Review Summary: Grind your face in.
Imagine you are walking along the street one day when suddenly you take a brick to the teeth, you stumble into the road and get run down by a speeding automobile. Yes, your face amongst other things is now fucked. This is kind of like listening to Swedish grindcore band Nasum. Formed in 1992 by former members of Necrony and suitably taking their name from horror film ‘Flesh For Frankenstein’ (Nasum meaning ‘nose’), it was six years before the band released a full length ‘Inhale/Exhale’. That’s not to say the band hadn’t been busy; having already built up a large collection of splits and 7 inch releases and having spent time mastering a fantastic live show - an experience audience members were unlikely to survive. Over the next several years the band released another 3 LP’s; their last simply titled ‘Shift’ hitting the shelves in 2004.
The album is just over half an hour and contains just twenty-four tracks. The songs themselves are of typical grind ilk, the majority clocking in at around about a minute and a half with only three pushing the two minute mark. Each one goes all out to thrash your face off repeatedly like a bulldozer of power over 9000 repeatedly running over your face.

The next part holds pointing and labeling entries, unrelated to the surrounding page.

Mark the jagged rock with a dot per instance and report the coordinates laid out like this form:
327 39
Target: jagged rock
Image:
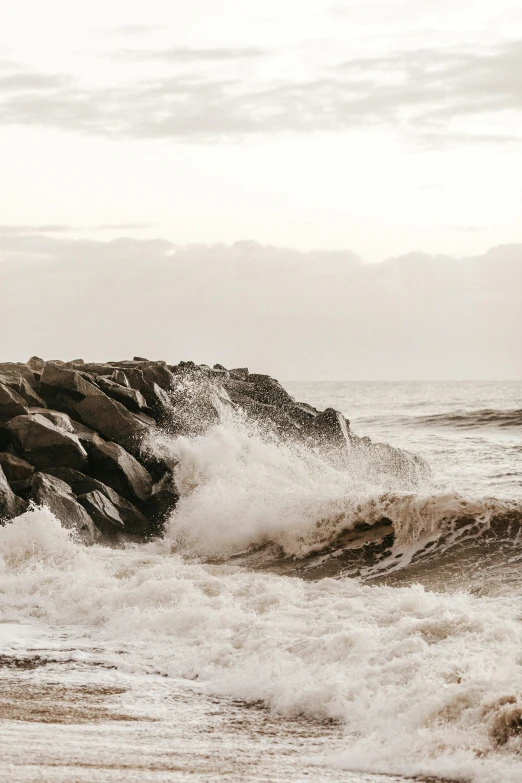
331 428
102 512
36 366
57 496
239 373
11 505
12 372
58 418
118 376
303 413
133 519
11 403
15 468
144 380
161 503
112 420
132 399
269 391
43 444
112 465
56 379
20 379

When comparing ‘Shift’ to Nasum’s other work the first thing that becomes apparent is the production here is much slicker which only increases the records power. It doesn’t prevent the record from being less evil sounding , just listen to that first menacing riff in album opener ‘Particles’ possibly the only time you‘ll hear anything that it isn’t trying to outpace the fastest of Slayer songs (you know the ones which kinda sound like a cat dying). From here on though you quickly find yourself embroiled in violent chaotic riffs and lightning paced drumming rolling you in blast beat after blast beat accompanied by vocalist Mieszko Talarczyk’s guttural shrieks drenched in absolute pure evil. This is a record that sounds like the world cracking and opening up to swallow you whole and has a similar effect - you running home and crying to mama. The band slows down a few times, even introducing some nice melody and harmonies into a couple of songs, most notably ‘Wrath’. For the most part, however, this is a record that positively bathes in it’s monstrous sound, it’s wave on wave of razor like guitar work, unheavenly cries and frantic but technical drumming.

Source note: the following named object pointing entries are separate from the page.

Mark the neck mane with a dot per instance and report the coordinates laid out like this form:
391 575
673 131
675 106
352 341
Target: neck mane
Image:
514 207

The thing is with this style of music it tends to be pretty polarising. In the sense that 93% of people on hearing just one song would most likely classify grind somewhere between ‘pretty shitty’ and ‘quite possibly the worst thing I have ever heard’. Who can blame them" I mean the sound Nasum showcases on ‘Shift’ at times bares resemblance to the sound of two trains going full speed colliding into one another in a head on collision. But this chaotic and quite possibly terrifying sound is what makes this record so beautiful. It’s unlistenablility simply increases my desire to listen to it. Some would argue that this isn’t music but who are they to judge what music is and isn’t" Music is an art and Nasum have perfected theirs. It’s a shame that 2004 was to spell the end of the band - Mieszko Talarczyk being confirmed amongst the dead after the tsunami in Thailand, resulting in his bandmates calling an end to Nasum as a creative entity.